The guy (Sam Benowitz) from Raintree Nursery in Morton WA is a big advocate of interstems. They sell to Seattle a lot. It’s a big city and there are a lot of rich people with restrictions, like my brother in law. He used to work like 75 hours a week and the trees couldn’t be more than 8? feet tall. He couldn’t get out to the yard much to water it in the summer. I figure the interstem of a dwarf tree on a regular or semidwarf rootstock makes sense for him.
John S


I was curious how these g11/m111 interstem trees are doing now? How do they produce? Any issues? Suckering? Are they self supporting? Would you recommend them?


One data point: I have a G11/MM111 Rubinette from Cummins that’s starting its seventh season here. I buried about half of the interstem, and a sizeable knot formed at ground level. I get a bit of suckering from the rootstock, but nothing problematic. The tree is about five feet tall and has been holding at that height with very little pruning for several years. It began bearing pretty quickly and has provided heavy crops most years. It’s in a windy area with wet winter/spring and dry summer/fall, in clay-heavy soil, and it’s done just fine. I supported it for a couple of years after planting, but it’s well-rooted enough that it hasn’t required any support since.
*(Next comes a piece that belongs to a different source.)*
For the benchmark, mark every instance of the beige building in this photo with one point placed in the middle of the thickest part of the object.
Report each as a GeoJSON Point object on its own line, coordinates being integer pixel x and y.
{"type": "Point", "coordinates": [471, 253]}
My only issue with it, really, is that it may be too small. Rubinette is such a good apple that I’d like to have bigger crops. Last season, I frame-grafted a Cornish Gilliflower on MM111 over to Rubinette to address that issue.


Do you remember- how long was the interstem? I am impressed by small size of the tree. I am curious how these work, I plan on trying some on various small roots eventually. I would love a small tree that holds up to wind.

I don’t have the vast experience that you do, but I prefer B9 and B118 to M9 and M111.
More drought and more freeze tolerant. And the B118 definitely more precocious than M111
(In a warm climate Budagovsky might not be best.)

Hard to be sure now, but I think that it must have been three or four inches.

1 Like

I grafted a number of interstem (Apple) trees last year. From research it seemed like the dwarfing effect was diminished with shorter lengths. I desired the full effect (BUD9 and G41 as interstem piece, hoping for 8 to 10’ max trees) so used a 12" interstem length. When planting them out this fall I buried the bottom graft union and 3 to 4" of the interstem section hoping it would root as well. I used M111 as the “root” part.

I believe I’ve read that around 8" (or more) achieves the full dwarfing effect and I just hedged my bets and went with a bit longer to be certain.